My name is Andrea. All my life I have been fat. I remember back in elementary school thinking that I was fat, wondering why the other girls were skinny and I wasn’t. All through middle school and high school, I was fat. In high school, I started to change and not really care about what other people thought of me. The truth is I still don’t. Lol. The problem is that I didn’t like the way I looked, but I tried to hide all that. I really didn’t have a clue about how to change my lifestyle. But as a teen or young adult, you don’t really think about that stuff. Over the years I had tried to lose weight only to give up and gain it all back plus some. So here I was 23 years old and 300 lbs. I started down the path to weight loss surgery (WLS). By this time, I lost some weight and was weighing 270 lbs. I did all the lab work, the test, the evals, and jumped through every hoop. My insurance approved me to have surgery. I was REALLY excited. I felt like for once I had a chance to get this weight off for good. Surgery day came. I had the Vertical Sleeve Gastrectomy (VSG). I lost another 110 lbs in less than a year. I went from a size 22/24 to a size 10. I felt ABSOLUTELY AMAZING!!!!! I weighed 160 lbs. I felt “skinny” for once in my life. My overall goal for my self was to get down to 145 lbs. That might not be skinny to some people but to me, it would be a dream come true. But I felt good and I actually liked the way my clothes fit for once. I became sort of lax with myself. I was happy!
As usual, life just happens. I was living with my boyfriend and his 2 kids. Next thing you know years have gone by. We bought a house, moved, got married, and immediately we were adding a little bundle of joy to our family. Our son Caleb was born in January 2015. I chose to breastfeed because it supposedly helps you lose weight after having a baby. Yeah, I’m sure it would but what I didn’t know is that it makes you feel like a starving bear that just came out of hibernation. I felt like I was starving for months. After he turned 1, I felt like I could start to get this weight off. We started doing the Paleo diet which I actually really liked. I got back down to 175 lbs. Caleb was 16 months old and fully weaned off of me (thank goodness). When Caleb was 18 months old, we found out that we were expecting again. I kind of gave up on losing weight. I was pregnant and knew I was going to gain weight anyway. In March 2017 our daughter Rylee was born. I had trouble breastfeeding her from the get-go.

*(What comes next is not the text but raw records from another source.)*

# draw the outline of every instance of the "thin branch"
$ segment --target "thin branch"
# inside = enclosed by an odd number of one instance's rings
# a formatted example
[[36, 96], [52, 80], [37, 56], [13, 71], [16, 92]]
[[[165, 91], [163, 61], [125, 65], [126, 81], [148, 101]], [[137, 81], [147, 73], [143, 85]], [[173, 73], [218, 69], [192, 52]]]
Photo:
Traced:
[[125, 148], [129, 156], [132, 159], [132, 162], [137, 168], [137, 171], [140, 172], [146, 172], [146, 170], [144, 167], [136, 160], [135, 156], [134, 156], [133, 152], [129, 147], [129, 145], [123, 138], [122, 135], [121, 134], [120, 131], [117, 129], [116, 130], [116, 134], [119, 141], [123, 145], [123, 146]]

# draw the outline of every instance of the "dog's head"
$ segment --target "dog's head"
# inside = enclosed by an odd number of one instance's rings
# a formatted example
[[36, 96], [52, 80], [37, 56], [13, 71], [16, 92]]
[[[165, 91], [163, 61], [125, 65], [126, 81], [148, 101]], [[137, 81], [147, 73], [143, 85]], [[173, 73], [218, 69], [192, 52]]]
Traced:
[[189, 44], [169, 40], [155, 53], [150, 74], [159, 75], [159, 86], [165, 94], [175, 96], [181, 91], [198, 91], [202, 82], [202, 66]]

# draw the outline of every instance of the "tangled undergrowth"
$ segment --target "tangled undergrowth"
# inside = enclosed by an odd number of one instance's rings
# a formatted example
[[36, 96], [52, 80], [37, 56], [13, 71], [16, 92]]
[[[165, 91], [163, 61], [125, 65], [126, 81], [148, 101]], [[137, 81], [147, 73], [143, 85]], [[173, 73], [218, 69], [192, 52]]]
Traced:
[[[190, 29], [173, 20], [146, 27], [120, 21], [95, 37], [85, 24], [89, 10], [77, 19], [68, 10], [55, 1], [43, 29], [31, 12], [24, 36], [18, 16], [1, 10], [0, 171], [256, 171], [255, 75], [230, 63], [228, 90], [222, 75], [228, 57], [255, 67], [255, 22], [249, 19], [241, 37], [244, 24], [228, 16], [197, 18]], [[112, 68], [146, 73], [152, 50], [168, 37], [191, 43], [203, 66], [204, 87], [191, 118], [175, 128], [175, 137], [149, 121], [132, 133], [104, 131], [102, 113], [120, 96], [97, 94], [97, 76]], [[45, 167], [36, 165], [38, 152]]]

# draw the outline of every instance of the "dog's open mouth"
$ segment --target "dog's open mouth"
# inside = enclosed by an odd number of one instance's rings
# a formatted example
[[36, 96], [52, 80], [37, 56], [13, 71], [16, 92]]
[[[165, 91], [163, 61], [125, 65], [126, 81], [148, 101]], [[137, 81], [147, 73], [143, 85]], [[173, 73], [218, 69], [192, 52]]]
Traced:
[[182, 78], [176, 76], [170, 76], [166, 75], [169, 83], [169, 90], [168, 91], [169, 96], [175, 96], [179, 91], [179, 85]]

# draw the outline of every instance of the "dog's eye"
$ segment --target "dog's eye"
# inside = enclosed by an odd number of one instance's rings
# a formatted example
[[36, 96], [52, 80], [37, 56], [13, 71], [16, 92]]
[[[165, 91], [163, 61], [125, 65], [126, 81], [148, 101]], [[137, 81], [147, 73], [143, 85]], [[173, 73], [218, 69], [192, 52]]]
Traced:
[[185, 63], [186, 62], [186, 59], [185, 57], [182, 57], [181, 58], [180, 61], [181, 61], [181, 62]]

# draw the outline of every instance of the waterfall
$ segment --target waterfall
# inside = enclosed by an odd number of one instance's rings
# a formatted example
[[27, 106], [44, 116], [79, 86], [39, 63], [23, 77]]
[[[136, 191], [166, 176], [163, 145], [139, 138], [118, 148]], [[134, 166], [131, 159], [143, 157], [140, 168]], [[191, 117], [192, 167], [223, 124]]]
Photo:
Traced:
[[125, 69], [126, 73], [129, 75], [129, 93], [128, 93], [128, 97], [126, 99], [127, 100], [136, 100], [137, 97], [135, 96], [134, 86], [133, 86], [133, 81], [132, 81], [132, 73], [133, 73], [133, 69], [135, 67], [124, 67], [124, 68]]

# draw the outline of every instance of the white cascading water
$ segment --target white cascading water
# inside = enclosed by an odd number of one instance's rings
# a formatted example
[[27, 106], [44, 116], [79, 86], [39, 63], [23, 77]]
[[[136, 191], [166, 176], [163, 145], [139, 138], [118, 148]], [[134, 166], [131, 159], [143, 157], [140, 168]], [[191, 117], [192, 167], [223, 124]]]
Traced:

I had started a part-time job which didn’t help breastfeeding at all. She was completely weaned off of me at 4 months. I was sad and happy at the same time. I decided to start again on losing weight. I would lose and gain over and over. I became depressed. How did I get back here? I fought a mental war with myself every day. I was not very nice to myself. I was in a very dark place mentally. I tried not to let that show. I don’t know how well that really worked.
Once again, I was overweight and unhappy with myself. Something had to change. Obviously, that was me. I had seen “the Keto diet” floating around for some time. I did my research and decided to go for it. I found a group on Facebook for keto after WLS. I jumped in!!! I started bariatric keto on Nov. 5th, 2018 at 212 lbs. I followed the plan and as of now, I am down 50 lbs. I am currently 162 lbs. I am really happy with my weight. I am however still working on my mind. I still would like to lose another 15-20 more pounds. I want to work on my “mom bod” because I may weigh basically the same, but my body is completely different after my babies. I know all you mommas out there know EXACTLY what I’m talking about.
I hope my story helps other women. I want my story to inspire others. As women, wives, and mothers, we owe it to our families and ourselves to be the best versions of us we can be. We need to make time for ourselves. How are we supposed to do for others if we don’t take care of ourselves? We can’t pour from an empty cup. I hope you all stick around and share my page with your friends and other ladies that might need a support group. I plan on sharing recipes, exercise routines/challenges, and making videos. I appreciate each and every one of you.